ГЛАВА ДЕCЯТАЯ
Дорогой Вячеслав!
Ты несказанно обрадовал меня своим письмом. Несмотря на то, что мы разделены с тобой всеми внешностями нашей жизни и последние годы встречаемся крайне редко, — я чувствую тебя близким и бесконечно себе дорогим. Скажу даже, что ты мне самый близкий изо всех, ныне живущих существ. Не знаю, как такие слова отзываются в твоей душе, но все же хочу их тебе сказать.
Мне было очень понятно все, что ты написал мне о «крайнем равнодушии, оковывавшем тебя». Это чувство я пережил сам и отчасти еще переживаю до сих пор. Между прочим, под его влиянием бежал я за границу, где провел больше трех месяцев. За эти дни я почти ничего не делал, во всяком случае не делал, не писал ничего важного. Да и теперь, вернувшись в Москву, к своим книгам, к своим бумагам, я с явным насилием принуждаю себя жить и работать.
Этому внутреннему неустройству соответствует вполне неустройство внешнее. Я говорю о нашей, русской, литературной жизни. Сколько я могу судить, в ней господствуем полный распад. Былые союзы и кружки все разложились, былые руководящие идеи изжиты, — новых нет. Но в то время как мы, которые, так сказать, в своей груди выносили идеи недавнего прошлого, с правом говорим себе и другим: «Мы хотим иного», — кругом толпа новоприбывших незнакомцев, ничего не переживших, ничего не выносивших, пляшет каннибальский танец над прежними нашими идеалами и плюет на них. И это отвратительно.
Ты знаешь, что я никогда не был врагом молодости, молодежи. Не я ли первый приветствовал Белого? и Блока? позднее Городецкого? и Гумилева? и совсем недавно графа А. Толстого? Но я хочу или иметь возможность учиться у молодежи, или чтобы она училась у меня, у нас. Третьего я не признаю. Или принеси что-то новое, или иди через нами поставленную триумфальную арку. Когда же как новое откровение предлагают мне идеи, нами пятнадцать лет тому назад отвергнутые и опровергнутые, я оставляю за собой право смеяться.
В Петербурге у вас я не вижу никаких радующих предзнаменований. Может быть, я ошибаюсь, судя издалека. Мне кажется, что союз «Аполлона» — вполне внешний. Его идея — привешена извне, а не возникла из глубины того сообщества, которое окружает журнал. <…>
Еще хуже обстоит дело у нас в Москве. «Весы» умирают не только физически, — они умерли и духовно.
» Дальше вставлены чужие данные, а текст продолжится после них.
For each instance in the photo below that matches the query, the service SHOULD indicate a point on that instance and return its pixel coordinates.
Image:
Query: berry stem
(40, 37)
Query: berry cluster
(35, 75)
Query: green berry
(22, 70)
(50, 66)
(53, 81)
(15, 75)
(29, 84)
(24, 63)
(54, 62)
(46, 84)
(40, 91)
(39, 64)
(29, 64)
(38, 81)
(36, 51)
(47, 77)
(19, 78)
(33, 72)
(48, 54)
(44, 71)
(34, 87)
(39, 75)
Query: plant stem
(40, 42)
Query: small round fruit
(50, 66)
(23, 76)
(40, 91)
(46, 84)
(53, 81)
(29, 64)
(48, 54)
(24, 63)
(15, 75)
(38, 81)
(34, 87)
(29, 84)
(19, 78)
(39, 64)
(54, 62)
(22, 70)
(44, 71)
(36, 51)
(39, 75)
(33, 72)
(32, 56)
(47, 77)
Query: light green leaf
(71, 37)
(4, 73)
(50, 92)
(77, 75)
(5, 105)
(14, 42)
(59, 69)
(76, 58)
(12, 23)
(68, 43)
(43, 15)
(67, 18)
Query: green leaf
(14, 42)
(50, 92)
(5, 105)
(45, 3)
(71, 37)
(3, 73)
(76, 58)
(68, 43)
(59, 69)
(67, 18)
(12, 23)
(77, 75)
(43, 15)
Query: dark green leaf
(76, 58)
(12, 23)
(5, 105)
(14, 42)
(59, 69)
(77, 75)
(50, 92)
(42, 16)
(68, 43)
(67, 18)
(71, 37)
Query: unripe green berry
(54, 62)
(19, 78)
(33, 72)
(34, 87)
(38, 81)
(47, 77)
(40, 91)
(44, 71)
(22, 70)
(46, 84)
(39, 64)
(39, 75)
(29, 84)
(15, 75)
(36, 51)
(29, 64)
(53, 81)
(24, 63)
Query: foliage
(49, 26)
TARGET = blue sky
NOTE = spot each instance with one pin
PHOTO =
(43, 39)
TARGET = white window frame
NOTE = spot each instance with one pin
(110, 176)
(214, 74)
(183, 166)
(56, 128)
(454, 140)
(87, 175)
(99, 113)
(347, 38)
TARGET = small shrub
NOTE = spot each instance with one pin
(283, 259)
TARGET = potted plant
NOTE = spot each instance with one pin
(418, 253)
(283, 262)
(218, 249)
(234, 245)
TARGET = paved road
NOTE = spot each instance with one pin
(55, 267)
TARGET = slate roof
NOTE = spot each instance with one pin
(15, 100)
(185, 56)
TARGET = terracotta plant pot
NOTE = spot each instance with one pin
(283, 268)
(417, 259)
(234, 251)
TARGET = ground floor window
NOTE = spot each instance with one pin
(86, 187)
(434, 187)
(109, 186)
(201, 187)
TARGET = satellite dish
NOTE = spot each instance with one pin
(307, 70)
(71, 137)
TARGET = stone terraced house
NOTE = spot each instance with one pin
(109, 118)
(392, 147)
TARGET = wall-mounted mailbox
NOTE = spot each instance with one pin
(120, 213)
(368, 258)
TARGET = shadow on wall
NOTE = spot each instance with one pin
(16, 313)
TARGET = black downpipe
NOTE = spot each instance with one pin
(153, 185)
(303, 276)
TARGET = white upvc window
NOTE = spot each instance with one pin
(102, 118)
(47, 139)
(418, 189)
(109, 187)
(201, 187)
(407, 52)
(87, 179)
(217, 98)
Вокруг них нет никого, кроме шакалов, догладывающих оставшиеся кости (разумею Ликиардопуло и кое-кого еще). «Мусагет» [169]себя откровенно объявляет эклектиком. Это лучшее, что он может сделать. Только самая широкая, общекультурная платформа способна сейчас еще объединить более или менее широкие силы. Впрочем, я лично в «Мусагете» почти не участвую. Для такого нетрудного дела, какое он затеял, не стоит трудиться.
Я думаю, что в этой общественной дезорганизации достаточно повинны и мы, то есть мы с тобой. Ибо больше обвинить некого, за полной духовной безответственностью Блока, за почти преступной зыбкостью Белого и за горестным падением Бальмонта (с которым я провел несколько недель в Париже) [170]. Что должно делать мне, я ищу, я стараюсь понять и надеюсь услышать от тебя. Но тебе прежде всего, усилием воли, надо стряхнуть с себя твое равнодушие. Сейчас время, когда тебе нельзя, когда ты не имеешь права — молчать (Письмо Вяч. Иванову от 18 января 1910 года // ЛН-85. С. 524, 525).
Январь 1910 года.
В Москве был Вяч. Иванов. Сначала мы очень дружили. Потом Вяч. Иванов читал в «Эстетике» доклад о символизме. Его основная мысль — искусство должно служить религии. Я резко возражал. Отсюда размолвка. За Вяч. Иванова стояли Белый и Эллис. Расстались мы с Вяч. Ивановым холодно (Дневники. С. 142).
23 марта 1910 года.
Увы! Миновали «прекрасные дни Аранжуэца» [171], дни если не «невинности», то свободы за своим письменным столом. Теперь над каждой минутой стоит призрак какого-нибудь издателя или редактора. Задумаешь писать письмо, а привидение грозит пальцем и спрашивает: «А статья? А обещанный срок?» И откладываешь письмо и пишешь рецензию.